Secourir les victimes
Syrie

La Journée internationale de la solidarité humaine, ce 20 décembre, est l’occasion de vous faire découvrir le témoignage poignant d’Abdullah. Contraint de quitter la Syrie pour fuir les combats, il revient dans son pays aux côtés de Handicap International.

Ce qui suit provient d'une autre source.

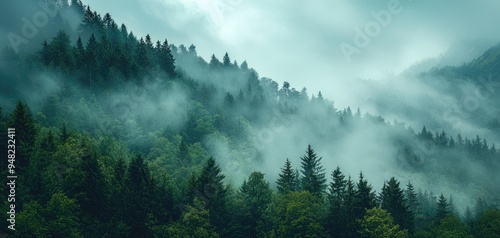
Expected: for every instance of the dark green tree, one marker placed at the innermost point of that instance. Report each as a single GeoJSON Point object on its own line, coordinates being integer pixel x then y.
{"type": "Point", "coordinates": [209, 188]}
{"type": "Point", "coordinates": [442, 208]}
{"type": "Point", "coordinates": [287, 181]}
{"type": "Point", "coordinates": [137, 184]}
{"type": "Point", "coordinates": [393, 200]}
{"type": "Point", "coordinates": [313, 176]}
{"type": "Point", "coordinates": [25, 134]}
{"type": "Point", "coordinates": [364, 198]}
{"type": "Point", "coordinates": [337, 196]}
{"type": "Point", "coordinates": [226, 61]}
{"type": "Point", "coordinates": [166, 59]}
{"type": "Point", "coordinates": [413, 204]}
{"type": "Point", "coordinates": [256, 196]}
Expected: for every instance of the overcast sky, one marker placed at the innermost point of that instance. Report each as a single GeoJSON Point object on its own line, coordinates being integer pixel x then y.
{"type": "Point", "coordinates": [300, 41]}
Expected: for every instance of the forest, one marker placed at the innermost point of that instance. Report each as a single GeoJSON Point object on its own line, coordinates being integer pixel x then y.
{"type": "Point", "coordinates": [117, 135]}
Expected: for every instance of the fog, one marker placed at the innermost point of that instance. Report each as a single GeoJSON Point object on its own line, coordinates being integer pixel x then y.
{"type": "Point", "coordinates": [300, 43]}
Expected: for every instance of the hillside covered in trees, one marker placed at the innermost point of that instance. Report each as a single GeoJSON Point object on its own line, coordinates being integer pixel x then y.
{"type": "Point", "coordinates": [118, 135]}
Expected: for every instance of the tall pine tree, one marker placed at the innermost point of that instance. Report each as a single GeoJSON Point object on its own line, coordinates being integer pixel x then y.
{"type": "Point", "coordinates": [287, 181]}
{"type": "Point", "coordinates": [313, 175]}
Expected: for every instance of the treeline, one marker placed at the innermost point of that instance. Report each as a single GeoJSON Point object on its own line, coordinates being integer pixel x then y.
{"type": "Point", "coordinates": [74, 185]}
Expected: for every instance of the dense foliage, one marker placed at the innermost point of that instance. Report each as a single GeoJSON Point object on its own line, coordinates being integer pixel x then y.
{"type": "Point", "coordinates": [125, 148]}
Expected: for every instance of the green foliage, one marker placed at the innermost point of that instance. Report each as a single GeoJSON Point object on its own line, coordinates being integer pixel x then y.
{"type": "Point", "coordinates": [287, 181]}
{"type": "Point", "coordinates": [450, 227]}
{"type": "Point", "coordinates": [378, 223]}
{"type": "Point", "coordinates": [297, 214]}
{"type": "Point", "coordinates": [488, 224]}
{"type": "Point", "coordinates": [58, 218]}
{"type": "Point", "coordinates": [394, 202]}
{"type": "Point", "coordinates": [313, 176]}
{"type": "Point", "coordinates": [254, 197]}
{"type": "Point", "coordinates": [194, 223]}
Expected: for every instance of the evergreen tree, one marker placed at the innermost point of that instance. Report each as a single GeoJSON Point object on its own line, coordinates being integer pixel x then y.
{"type": "Point", "coordinates": [226, 61]}
{"type": "Point", "coordinates": [413, 204]}
{"type": "Point", "coordinates": [25, 134]}
{"type": "Point", "coordinates": [313, 175]}
{"type": "Point", "coordinates": [365, 197]}
{"type": "Point", "coordinates": [256, 196]}
{"type": "Point", "coordinates": [166, 59]}
{"type": "Point", "coordinates": [209, 188]}
{"type": "Point", "coordinates": [287, 181]}
{"type": "Point", "coordinates": [137, 184]}
{"type": "Point", "coordinates": [378, 223]}
{"type": "Point", "coordinates": [337, 197]}
{"type": "Point", "coordinates": [393, 201]}
{"type": "Point", "coordinates": [442, 208]}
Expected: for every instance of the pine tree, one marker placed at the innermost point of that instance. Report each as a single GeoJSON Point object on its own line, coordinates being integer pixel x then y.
{"type": "Point", "coordinates": [365, 196]}
{"type": "Point", "coordinates": [414, 210]}
{"type": "Point", "coordinates": [166, 59]}
{"type": "Point", "coordinates": [313, 175]}
{"type": "Point", "coordinates": [63, 133]}
{"type": "Point", "coordinates": [25, 133]}
{"type": "Point", "coordinates": [337, 195]}
{"type": "Point", "coordinates": [393, 201]}
{"type": "Point", "coordinates": [226, 61]}
{"type": "Point", "coordinates": [210, 188]}
{"type": "Point", "coordinates": [349, 210]}
{"type": "Point", "coordinates": [287, 179]}
{"type": "Point", "coordinates": [137, 184]}
{"type": "Point", "coordinates": [442, 208]}
{"type": "Point", "coordinates": [256, 196]}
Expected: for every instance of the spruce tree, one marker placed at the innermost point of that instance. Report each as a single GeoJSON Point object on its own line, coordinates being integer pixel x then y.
{"type": "Point", "coordinates": [313, 175]}
{"type": "Point", "coordinates": [414, 209]}
{"type": "Point", "coordinates": [442, 208]}
{"type": "Point", "coordinates": [25, 133]}
{"type": "Point", "coordinates": [287, 179]}
{"type": "Point", "coordinates": [337, 195]}
{"type": "Point", "coordinates": [364, 198]}
{"type": "Point", "coordinates": [393, 201]}
{"type": "Point", "coordinates": [210, 189]}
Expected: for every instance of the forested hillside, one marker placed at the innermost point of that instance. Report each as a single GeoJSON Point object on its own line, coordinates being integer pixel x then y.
{"type": "Point", "coordinates": [118, 135]}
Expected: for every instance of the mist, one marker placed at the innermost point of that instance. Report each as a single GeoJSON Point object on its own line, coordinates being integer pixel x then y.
{"type": "Point", "coordinates": [259, 82]}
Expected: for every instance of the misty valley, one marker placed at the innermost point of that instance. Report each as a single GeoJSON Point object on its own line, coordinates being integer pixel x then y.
{"type": "Point", "coordinates": [105, 133]}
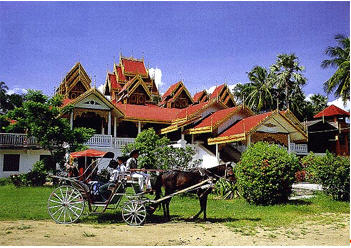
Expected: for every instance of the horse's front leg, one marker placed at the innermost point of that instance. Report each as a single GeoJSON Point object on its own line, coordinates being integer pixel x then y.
{"type": "Point", "coordinates": [201, 206]}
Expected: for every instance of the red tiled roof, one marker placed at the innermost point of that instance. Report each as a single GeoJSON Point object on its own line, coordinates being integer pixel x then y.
{"type": "Point", "coordinates": [216, 117]}
{"type": "Point", "coordinates": [126, 86]}
{"type": "Point", "coordinates": [170, 90]}
{"type": "Point", "coordinates": [216, 92]}
{"type": "Point", "coordinates": [120, 74]}
{"type": "Point", "coordinates": [332, 110]}
{"type": "Point", "coordinates": [191, 110]}
{"type": "Point", "coordinates": [245, 125]}
{"type": "Point", "coordinates": [198, 95]}
{"type": "Point", "coordinates": [147, 112]}
{"type": "Point", "coordinates": [134, 66]}
{"type": "Point", "coordinates": [66, 101]}
{"type": "Point", "coordinates": [114, 84]}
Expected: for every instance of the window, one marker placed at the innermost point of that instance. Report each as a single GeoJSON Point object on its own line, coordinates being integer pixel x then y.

Centre de réadaptation de Handicap International en Syrie

© Brice Blondel / Handicap International

« Quitter la Syrie, vendre la petite entreprise de taxi que j'étais en train de lancer, cela a été une décision difficile. Mais quand les bombes ont commencé à exploser près de notre maison, j'ai compris que je n'avais pas le choix. En comparaison, il m'a semblé beaucoup plus difficile de revenir. Comment expliquer à ma famille que je voulais retourner dans les régions que nous venions de fuir ? Mais les personnes de Handicap International qui sollicitaient mes services avaient parcouru des milliers de kilomètres pour aider mon peuple, pour m'aider... J'ai pris ma décision rapidement et je ne l'ai jamais regrettée depuis. »

Abdullah, 36 ans, est la première personne recrutée par Handicap International à l'intérieur du territoire syrien. Agent de liaison depuis septembre 2012, il participe au recrutement du personnel, s'assure que les missions de l’association sont bien comprises, guide nos équipes dans les zones qu’il connaît bien… Pas vraiment ce qu'il recherchait lorsqu'il a décidé de quitter son pays et de se réfugier à l'étranger avec sa famille.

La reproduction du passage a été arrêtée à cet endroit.